= North Atlantic Population Project =

The North Atlantic Population Project (NAPP) is a collaboration of historical demographers in Britain, Canada, Denmark, Germany, Iceland, Norway, and Sweden to produce a massive census microdata collection for the North Atlantic Region in the late-nineteenth century. The database includes complete individual-level census enumerations for each country, and provides information on over 110 million people.

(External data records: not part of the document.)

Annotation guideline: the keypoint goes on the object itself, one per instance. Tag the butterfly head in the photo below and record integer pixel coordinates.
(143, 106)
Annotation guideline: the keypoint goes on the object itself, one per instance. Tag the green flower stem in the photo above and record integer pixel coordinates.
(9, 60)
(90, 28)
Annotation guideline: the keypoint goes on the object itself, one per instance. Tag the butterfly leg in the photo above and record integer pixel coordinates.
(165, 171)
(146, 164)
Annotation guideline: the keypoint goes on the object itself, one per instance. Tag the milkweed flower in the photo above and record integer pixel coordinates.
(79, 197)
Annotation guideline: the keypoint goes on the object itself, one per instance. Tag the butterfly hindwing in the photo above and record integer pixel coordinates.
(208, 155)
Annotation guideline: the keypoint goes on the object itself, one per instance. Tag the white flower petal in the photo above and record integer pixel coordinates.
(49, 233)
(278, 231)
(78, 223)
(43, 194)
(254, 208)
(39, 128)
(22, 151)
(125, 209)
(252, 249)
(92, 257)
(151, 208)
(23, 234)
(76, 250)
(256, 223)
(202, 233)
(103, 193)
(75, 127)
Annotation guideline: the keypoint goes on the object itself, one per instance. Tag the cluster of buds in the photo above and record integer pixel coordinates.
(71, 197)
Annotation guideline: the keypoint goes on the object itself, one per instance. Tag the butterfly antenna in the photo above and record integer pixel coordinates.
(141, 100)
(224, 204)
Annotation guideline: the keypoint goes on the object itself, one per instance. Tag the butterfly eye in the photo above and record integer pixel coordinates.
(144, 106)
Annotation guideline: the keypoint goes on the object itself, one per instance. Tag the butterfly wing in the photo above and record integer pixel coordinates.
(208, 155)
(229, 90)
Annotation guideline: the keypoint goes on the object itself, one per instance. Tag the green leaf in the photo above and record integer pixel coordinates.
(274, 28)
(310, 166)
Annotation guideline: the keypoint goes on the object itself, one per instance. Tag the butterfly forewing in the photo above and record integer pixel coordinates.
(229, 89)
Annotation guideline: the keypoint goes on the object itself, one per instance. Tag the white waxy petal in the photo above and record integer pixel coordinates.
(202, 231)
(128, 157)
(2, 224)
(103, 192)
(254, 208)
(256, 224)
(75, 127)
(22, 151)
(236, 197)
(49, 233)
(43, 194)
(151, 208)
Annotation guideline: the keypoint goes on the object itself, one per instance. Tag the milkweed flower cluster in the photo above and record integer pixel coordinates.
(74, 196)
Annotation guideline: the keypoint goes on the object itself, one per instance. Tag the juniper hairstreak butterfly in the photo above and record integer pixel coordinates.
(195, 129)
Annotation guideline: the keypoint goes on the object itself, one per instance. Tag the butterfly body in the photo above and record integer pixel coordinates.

This large scale allows detailed analysis of small geographic areas and population subgroups.

The NAPP database is designed to be compatible with the Integrated Public Use Microdata Series (IPUMS), and is disseminated through the IPUMS data-access system at the Minnesota Population Center, University of Minnesota. Major collaborators on the project include Lisa Dillon, University of Montreal; Chad Gaffield, University of Ottawa; Ólöf Garðarsdóttir, Statistics Iceland; Marianne Jarnes Erikstad, University of Tromsø; Jan Oldervall University of Bergen; Evan Roberts, University of Minnesota; Steven Ruggles, University of Minnesota; Kevin Schürer, UK Data Archive; Gunnar Thorvaldsen, University of Tromsø; and Matthew Woollard, UK Data Archive. The project is also coordinated by the Minnesota Population Center at the University of Minnesota.